Aside from several important facts discovered in the study of cosmic upheavals, which are not illuminated here and only enumerated at the end of this paper, and which are discussed at length in a work of research entitled Worlds In Collision now being prepared for publication, the following facts are incompatible with the theory of gravitation:

5. The weight of the atmosphere is constantly changing as the changing barometric pressure indicates. Low pressure areas are not necessarily encircled by high pressure belts.
The semidiurnal changes in barometric pressure are not explainable by the mechanistic principles of gravitation and the heat effect of solar radiation. The cause of these variations is unknown.
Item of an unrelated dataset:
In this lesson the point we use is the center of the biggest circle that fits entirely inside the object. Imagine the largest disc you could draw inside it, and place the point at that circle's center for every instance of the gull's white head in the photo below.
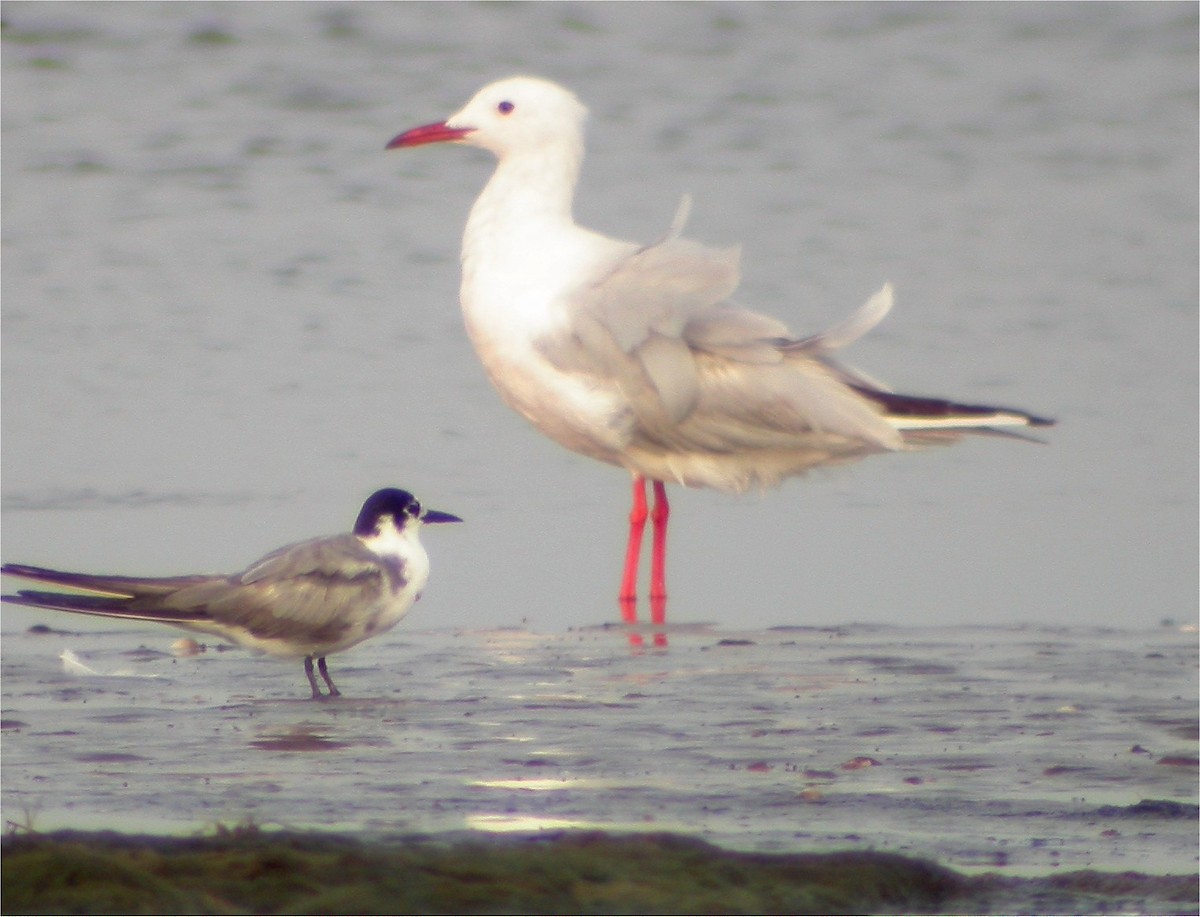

“It has been known now for two and a half centuries, that there are more or less daily variations in the height of the barometer, culminating in two maxima and two minima during the course of 24 hours. Since Dr. Beal’s discovery (1664-65), the same observation has been made and puzzled over at every station at which pressure records were kept and studied, but without success in finding for it the complete physical explanation. In speaking of the diurnal and semidiurnal variations of the barometer, Lord Rayleigh says: ‘The relative magnitude of the latter [semidiurnal variations], as observed at most parts of the earth’s surface, is still a mystery, all the attempted explanations being illusory.’”
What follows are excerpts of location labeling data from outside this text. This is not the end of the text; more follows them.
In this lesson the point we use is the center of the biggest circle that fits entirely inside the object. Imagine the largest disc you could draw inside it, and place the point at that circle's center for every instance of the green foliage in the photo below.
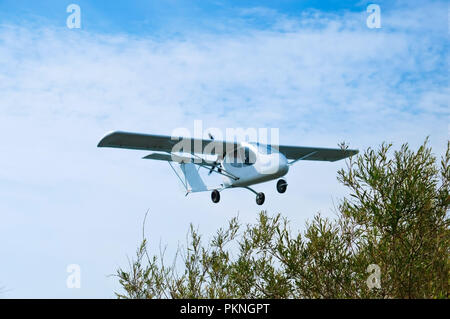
(395, 217)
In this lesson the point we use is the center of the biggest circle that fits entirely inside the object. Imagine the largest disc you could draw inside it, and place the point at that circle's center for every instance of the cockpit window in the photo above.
(263, 148)
(242, 157)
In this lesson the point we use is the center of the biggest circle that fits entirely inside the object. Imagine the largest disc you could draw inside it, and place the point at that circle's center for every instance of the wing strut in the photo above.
(302, 158)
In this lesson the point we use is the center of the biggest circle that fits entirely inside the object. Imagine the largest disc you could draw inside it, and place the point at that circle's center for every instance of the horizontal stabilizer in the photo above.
(168, 158)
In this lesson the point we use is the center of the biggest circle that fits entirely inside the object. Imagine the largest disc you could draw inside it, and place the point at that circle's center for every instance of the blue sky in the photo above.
(310, 68)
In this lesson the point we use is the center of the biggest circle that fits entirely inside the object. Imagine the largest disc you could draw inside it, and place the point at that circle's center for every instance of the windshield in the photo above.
(263, 148)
One maximum is at 10 a.m., the other at 10 p.m.; the two minima are at 4 a.m. and 4 p.m.

The heating effect of the sun can explain neither the time when the maxima appear nor the time of the minima of these semidiurnal variations.

If the pressure becomes lower without the air becoming lighter through a lateral expansion due to heat, this must mean that the same mass of air gravitates with changing force at different hours.
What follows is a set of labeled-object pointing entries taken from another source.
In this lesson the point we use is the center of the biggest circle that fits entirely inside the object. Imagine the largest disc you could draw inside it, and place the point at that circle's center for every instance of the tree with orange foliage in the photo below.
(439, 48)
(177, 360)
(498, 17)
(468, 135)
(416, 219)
The lowest pressure is near the equator, in the belt of the doldrums.

Yet the troposphere is highest at the equator, being on the average about 18 km. high there; it is lower in the moderate latitudes, and only 6 km. high above the ground at the poles.

Cosmos without Gravitation
Attraction, Repulsion and Electromagnetic Circumduction in the Solar System
Immanuel Velikovsky – 1946

http://www.varchive.org/ce/cosmos.htm

The mainstream response was rapid and “the embattled resonance theory of the semidiurnal tide” was “brilliantly revived by Weekes and Wilkes in 1947 and by Wilkes in his monograph of 1949″.

However, it wasn’t until 1967 that the mainstream finally managed to bury Dr Beal’s and barometric observations under many impervious layers of Atmospheric Tidal Theory.

The diurnal tide in surface pressure was explained theoretically in 1967, with the help of a framework that had been built up in the preceding six years.

A significant contribution to this framework was made by Bernhard Haurwitz, who in 1965 published spherical-harmonic and Hough-function analyses of the diurnal surface-pressure oscillation.

Chronology of publication

The S-1 Chronicle: A Tribute to Bernhard Haurwitz – George W. Platzman – 1996:
American Meteorological Society: Bull. Amer. Meteor. Soc., 77, 1569–1577.
http://journals.ametsoc.org/doi/abs/10.1175/1520-0477%281996%29077%3C1569%3ATSCATT%3E2.0.CO%3B2

No doubt many other bodies are conveniently buried beneath Dr Beal’s barometer.